One statement which he uttered innumerable times, in response to tough questions, was “could be.” What this indicated was that the laws of physics, though they are laws, don’t always hold in human movement because there are so many intangibles.  Many things outside of the predicted norms “could be.” Human movement is so unpredictable, that it’s not always black and white.  Pain and performance as a result, aren’t always predictable either.  

We already learned about a wrestler with -no legs- winning a championship. Humans regularly defy the laws of gravity, strength, and exertion to escape, to help others, and to survive. A few years ago, a man in Utah sawed off his own arm which was trapped under a rock and walked miles to safety. When it comes to what you’re capable of, don’t limit yourself. With a clear goal and a clear plan, the possibility is there for most things.

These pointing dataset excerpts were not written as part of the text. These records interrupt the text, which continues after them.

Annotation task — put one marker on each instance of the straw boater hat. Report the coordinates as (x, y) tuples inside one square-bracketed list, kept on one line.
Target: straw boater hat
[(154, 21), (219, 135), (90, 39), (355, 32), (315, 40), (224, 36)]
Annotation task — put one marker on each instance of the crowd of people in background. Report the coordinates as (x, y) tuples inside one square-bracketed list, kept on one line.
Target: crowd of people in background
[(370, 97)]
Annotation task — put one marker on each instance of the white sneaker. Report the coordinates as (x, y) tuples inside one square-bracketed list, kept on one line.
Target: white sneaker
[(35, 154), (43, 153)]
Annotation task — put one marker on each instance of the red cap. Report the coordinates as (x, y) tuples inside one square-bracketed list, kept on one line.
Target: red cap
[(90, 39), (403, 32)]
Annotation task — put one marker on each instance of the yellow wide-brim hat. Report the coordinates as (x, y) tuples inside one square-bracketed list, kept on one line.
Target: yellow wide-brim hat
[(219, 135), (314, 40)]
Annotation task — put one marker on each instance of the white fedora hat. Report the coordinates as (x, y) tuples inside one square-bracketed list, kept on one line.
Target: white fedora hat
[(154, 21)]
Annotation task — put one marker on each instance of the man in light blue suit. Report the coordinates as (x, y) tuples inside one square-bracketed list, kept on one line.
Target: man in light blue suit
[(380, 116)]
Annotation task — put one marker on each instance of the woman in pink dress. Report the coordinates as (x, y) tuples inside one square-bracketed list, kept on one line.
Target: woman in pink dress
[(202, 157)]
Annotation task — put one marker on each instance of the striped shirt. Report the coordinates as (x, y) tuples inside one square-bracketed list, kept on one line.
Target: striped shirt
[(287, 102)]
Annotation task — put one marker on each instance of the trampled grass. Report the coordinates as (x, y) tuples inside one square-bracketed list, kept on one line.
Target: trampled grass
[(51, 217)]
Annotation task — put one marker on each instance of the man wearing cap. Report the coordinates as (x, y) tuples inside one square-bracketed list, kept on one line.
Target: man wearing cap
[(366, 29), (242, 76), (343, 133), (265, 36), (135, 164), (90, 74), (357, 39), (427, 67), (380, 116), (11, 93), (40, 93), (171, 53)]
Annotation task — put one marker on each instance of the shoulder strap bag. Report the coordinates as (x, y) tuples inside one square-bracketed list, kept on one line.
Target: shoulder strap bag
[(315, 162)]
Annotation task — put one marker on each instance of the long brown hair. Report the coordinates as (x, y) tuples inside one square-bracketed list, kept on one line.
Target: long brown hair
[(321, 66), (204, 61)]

You and I could both hike the Appalachian trail, from Georgia to Maine, if we had to. We could squat 100s of pounds, we could walk to work every day, we could go days without eating. We’re tougher than we think.  Muscles were once our only motors, and they could be again.  Just because our lives are pretty easy doesn’t mean we could not do more. We tend to end up at a “thermostat” level, but if we push hard and exert effort day in, and day out, we can reset the thermostat to a higher level. The possibility exists for us to do great things, and to change.

From my experience, when it comes to fitness, most people need to change their mindset. Most people see themselves a certain way, a little pudgy, out of breath, or lazy, and they live that way. It’s a self-fulfilling prophecy.  They want to feel better, have more energy, and so on, but they end up stuck in a prison of their own making. We all do this from time to time, instead of thinking about the possibilities.

Do this “Possibility” exercise:

Find someone to look up to, who’s done what you want to do. Someone your age and body type, who’s gotten themselves in good shape, and use them as a role model. In other areas, find another person, someone who has what you want too. Instead of being jealous, try to emulate what they do. Study their techniques and methods. Ask them if possible and try to do what they do, so new things become possible for you.

When it comes to fitness, we’re creating a new future. Free will is alive and well, and you need to be open the future and what’s possible.  Allow yourself to think BIG. Consider the possibilities and you’ll have a good fighting chance to get there. You never know, like Dr. Wang said, it could be!